I don't understand the problem here. An HTML document is a string which you parse into nodes. What difference does it make if the string comes from an attribute or is between start and end tags, from a theoretical perspective?


> > > data mining scripts and tools ... cannot develop a separate parsing and 
> > > document creation mechanism similar to user agents.
> > Why can they not?
> Now YOU are joking :) so e.g scripts should scan the document, then find
> iframes, with possible attribute @srcdoc, resolve the srcdoc syntax if the
> document is XHTML, and what should they use to parse the content, a regexp?
> Regular expressions cannot substitute parsers.

I do not understand what you're saying here.

If a script can parse HTML, then handling srcdoc="" attributes is trivial: you just pass the contents of the attribute to a new instance of the HTML parser. No regular expressions involved.


> > it would be harder to do injection-safe embedding
>
> If it became reality, it would be only matter of transition period and
> legacy-compatibility, which are not that important.

Not at all. Historically, any time people have had to do escaping, they have had trouble with it. This is why we introduced a new injection mechanism in the first place: to make the escaping more trivial.

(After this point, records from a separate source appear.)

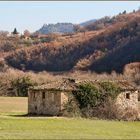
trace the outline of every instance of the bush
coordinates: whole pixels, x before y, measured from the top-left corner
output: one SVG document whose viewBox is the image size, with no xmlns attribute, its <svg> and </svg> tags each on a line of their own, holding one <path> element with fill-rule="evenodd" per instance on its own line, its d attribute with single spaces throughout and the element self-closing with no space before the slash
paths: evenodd
<svg viewBox="0 0 140 140">
<path fill-rule="evenodd" d="M 83 117 L 117 118 L 115 99 L 120 88 L 112 82 L 81 84 L 73 92 Z"/>
</svg>

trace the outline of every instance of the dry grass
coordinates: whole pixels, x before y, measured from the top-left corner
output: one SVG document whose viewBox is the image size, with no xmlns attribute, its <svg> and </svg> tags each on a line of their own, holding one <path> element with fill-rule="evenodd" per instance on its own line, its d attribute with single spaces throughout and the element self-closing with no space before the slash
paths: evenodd
<svg viewBox="0 0 140 140">
<path fill-rule="evenodd" d="M 27 113 L 27 97 L 0 97 L 0 115 Z"/>
</svg>

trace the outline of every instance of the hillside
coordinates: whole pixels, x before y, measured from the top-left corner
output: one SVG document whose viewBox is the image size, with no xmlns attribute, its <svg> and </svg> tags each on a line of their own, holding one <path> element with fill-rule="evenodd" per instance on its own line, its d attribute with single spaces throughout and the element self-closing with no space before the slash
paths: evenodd
<svg viewBox="0 0 140 140">
<path fill-rule="evenodd" d="M 121 14 L 101 29 L 61 36 L 45 46 L 16 50 L 6 57 L 9 65 L 33 71 L 115 70 L 140 61 L 140 12 Z M 60 39 L 61 38 L 61 39 Z M 61 41 L 60 41 L 61 40 Z"/>
<path fill-rule="evenodd" d="M 93 24 L 95 21 L 97 21 L 97 20 L 96 19 L 91 19 L 91 20 L 80 23 L 80 25 L 81 26 L 88 26 L 88 25 Z"/>
<path fill-rule="evenodd" d="M 56 23 L 56 24 L 44 24 L 38 32 L 40 34 L 48 33 L 71 33 L 74 31 L 74 25 L 72 23 Z"/>
</svg>

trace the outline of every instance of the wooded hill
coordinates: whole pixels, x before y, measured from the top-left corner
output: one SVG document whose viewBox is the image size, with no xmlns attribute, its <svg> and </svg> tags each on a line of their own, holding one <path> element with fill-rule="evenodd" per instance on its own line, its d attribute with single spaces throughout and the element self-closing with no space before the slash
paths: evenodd
<svg viewBox="0 0 140 140">
<path fill-rule="evenodd" d="M 95 26 L 102 23 L 102 27 Z M 16 49 L 8 65 L 33 71 L 91 70 L 122 73 L 126 64 L 140 61 L 140 12 L 101 19 L 86 31 L 60 35 L 43 45 Z"/>
</svg>

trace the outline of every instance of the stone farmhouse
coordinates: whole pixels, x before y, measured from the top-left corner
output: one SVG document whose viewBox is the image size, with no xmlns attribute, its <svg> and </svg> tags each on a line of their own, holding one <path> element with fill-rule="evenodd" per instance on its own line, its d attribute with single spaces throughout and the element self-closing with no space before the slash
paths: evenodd
<svg viewBox="0 0 140 140">
<path fill-rule="evenodd" d="M 28 113 L 37 115 L 60 115 L 68 101 L 68 94 L 75 89 L 72 82 L 51 82 L 36 86 L 28 92 Z"/>
<path fill-rule="evenodd" d="M 28 113 L 37 115 L 61 115 L 64 104 L 69 100 L 69 95 L 76 90 L 76 85 L 82 82 L 53 82 L 47 85 L 35 86 L 29 89 L 28 93 Z M 95 85 L 98 81 L 92 81 Z M 126 109 L 138 112 L 138 90 L 126 81 L 119 81 L 117 85 L 121 88 L 115 104 L 120 112 Z M 119 115 L 119 114 L 118 114 Z"/>
</svg>

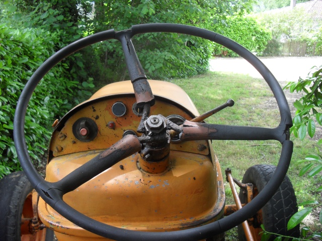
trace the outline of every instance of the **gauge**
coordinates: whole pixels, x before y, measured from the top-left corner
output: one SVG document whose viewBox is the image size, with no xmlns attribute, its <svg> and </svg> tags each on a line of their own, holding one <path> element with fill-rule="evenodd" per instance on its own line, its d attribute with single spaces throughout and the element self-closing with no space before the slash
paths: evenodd
<svg viewBox="0 0 322 241">
<path fill-rule="evenodd" d="M 136 133 L 133 130 L 127 130 L 123 134 L 123 137 L 124 137 L 127 135 L 133 135 L 136 136 Z"/>
<path fill-rule="evenodd" d="M 123 116 L 126 112 L 126 106 L 121 102 L 117 102 L 112 106 L 112 112 L 118 117 Z"/>
<path fill-rule="evenodd" d="M 183 123 L 185 122 L 185 120 L 186 120 L 185 118 L 184 118 L 181 115 L 179 115 L 179 114 L 172 114 L 168 116 L 167 118 L 169 120 L 173 122 L 175 124 L 178 125 L 178 126 L 183 125 Z M 175 136 L 171 140 L 171 142 L 178 142 L 180 141 L 180 139 L 179 138 L 179 135 Z"/>
</svg>

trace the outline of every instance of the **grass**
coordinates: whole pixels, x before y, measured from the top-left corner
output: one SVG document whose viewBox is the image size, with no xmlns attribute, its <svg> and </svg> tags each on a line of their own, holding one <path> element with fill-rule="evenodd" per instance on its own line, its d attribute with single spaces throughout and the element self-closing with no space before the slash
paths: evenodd
<svg viewBox="0 0 322 241">
<path fill-rule="evenodd" d="M 263 80 L 241 74 L 209 72 L 172 82 L 187 92 L 201 114 L 224 103 L 229 98 L 234 100 L 233 106 L 209 117 L 206 119 L 208 123 L 270 128 L 276 127 L 279 123 L 276 101 Z M 299 170 L 306 164 L 296 163 L 306 155 L 315 153 L 316 142 L 309 139 L 300 141 L 294 137 L 291 137 L 291 140 L 294 148 L 288 176 L 294 188 L 298 203 L 312 199 L 320 203 L 320 193 L 314 191 L 320 185 L 320 179 L 299 177 Z M 229 167 L 232 169 L 233 176 L 240 180 L 246 170 L 253 165 L 277 165 L 281 148 L 281 144 L 274 141 L 213 141 L 212 143 L 222 171 Z M 226 203 L 234 203 L 228 183 L 225 183 L 225 187 Z M 236 232 L 230 231 L 226 236 L 229 236 L 229 240 L 238 240 Z"/>
</svg>

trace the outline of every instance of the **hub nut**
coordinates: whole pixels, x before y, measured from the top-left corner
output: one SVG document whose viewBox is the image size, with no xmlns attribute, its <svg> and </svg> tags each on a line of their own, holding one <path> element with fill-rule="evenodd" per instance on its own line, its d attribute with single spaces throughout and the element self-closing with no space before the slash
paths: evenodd
<svg viewBox="0 0 322 241">
<path fill-rule="evenodd" d="M 147 131 L 153 133 L 159 133 L 167 127 L 166 122 L 163 116 L 151 115 L 144 122 Z"/>
</svg>

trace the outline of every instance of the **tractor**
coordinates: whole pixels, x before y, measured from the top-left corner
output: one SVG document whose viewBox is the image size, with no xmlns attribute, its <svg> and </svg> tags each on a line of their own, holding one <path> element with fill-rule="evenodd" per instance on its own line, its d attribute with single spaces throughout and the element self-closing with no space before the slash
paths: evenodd
<svg viewBox="0 0 322 241">
<path fill-rule="evenodd" d="M 208 124 L 205 119 L 232 106 L 233 100 L 200 114 L 178 86 L 148 80 L 132 39 L 156 32 L 206 39 L 245 59 L 274 94 L 278 126 Z M 130 79 L 105 86 L 54 123 L 44 179 L 32 164 L 25 137 L 25 113 L 34 89 L 67 56 L 112 39 L 122 46 Z M 1 240 L 223 240 L 225 231 L 236 226 L 239 240 L 261 240 L 262 226 L 299 235 L 298 227 L 287 228 L 297 209 L 286 176 L 293 151 L 287 100 L 256 56 L 220 34 L 190 26 L 147 24 L 85 37 L 36 71 L 21 94 L 14 122 L 24 171 L 0 181 Z M 251 166 L 242 181 L 229 168 L 222 171 L 211 143 L 269 140 L 281 144 L 277 167 Z M 226 181 L 235 203 L 226 203 Z"/>
</svg>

> Anyway, for this let authors deal with that, if they want to embed content
> safely they will find a way.

Or, more likely, they'll make mistakes. If security was this easy, then we would not learn of new XSS attacks every day.


> Anyway it's unsafe only in XHTML UAs, as in HTML content is not
> executed as far as I know.

Unless you do the escaping wrong, and then you get markup injection.

For example, suppose you're embedding blog comments, and an attacker writes the following blog comment:

   Hello "good" <em>sir</em>! </iframe><script>alert(document.cookie)</script>

Now you inject this into the <iframe> element on your site:

   <iframe sandbox seamless src-from-contents>
       Hello "good" <em>sir</em>!
       </iframe><script>alert(document.cookie)</script>
   </iframe>

...and now you load this page. The result? The script runs. Even though the author thinks he sandboxed it.

And noticing this error takes forever, because it is _only_ noticeable if the user enters </iframe>m which they're only likely to do if they are attacking your site, at which point it's too late. Compare this to srcdoc="":

   <iframe sandbox seamless srcdoc="
       Hello "good" <em>sir</em>!
       </iframe><script>alert(document.cookie)</script>
   "></iframe>

Oh no, the author forgot to escape quotes! What happens? the rendering fails _as soon as a user uses quote marks_, long before someone gets around to attacking the site. So then the author escapes quotes:

   <iframe sandbox seamless srcdoc="
       Hello &quot;good&quot; <em>sir</em>!
       </iframe><script>alert(document.cookie)</script>
   "></iframe>

Problem solved. The script doesn't run. (You should also escape ampersands, but it's not a security error if you don't.)


> I don't mean really that @srcdoc should be abandoned completely. Only, it's
> useful for really basic content. There could be an alternative and authors
> could choose. Which is impossible now because there's no such mechanism, and
> in addition to this, in XHTML iframe must be empty.

I don't understand what benefit there is to another mechanism.

I do see lots of disadvantages, including potentially serious security problems.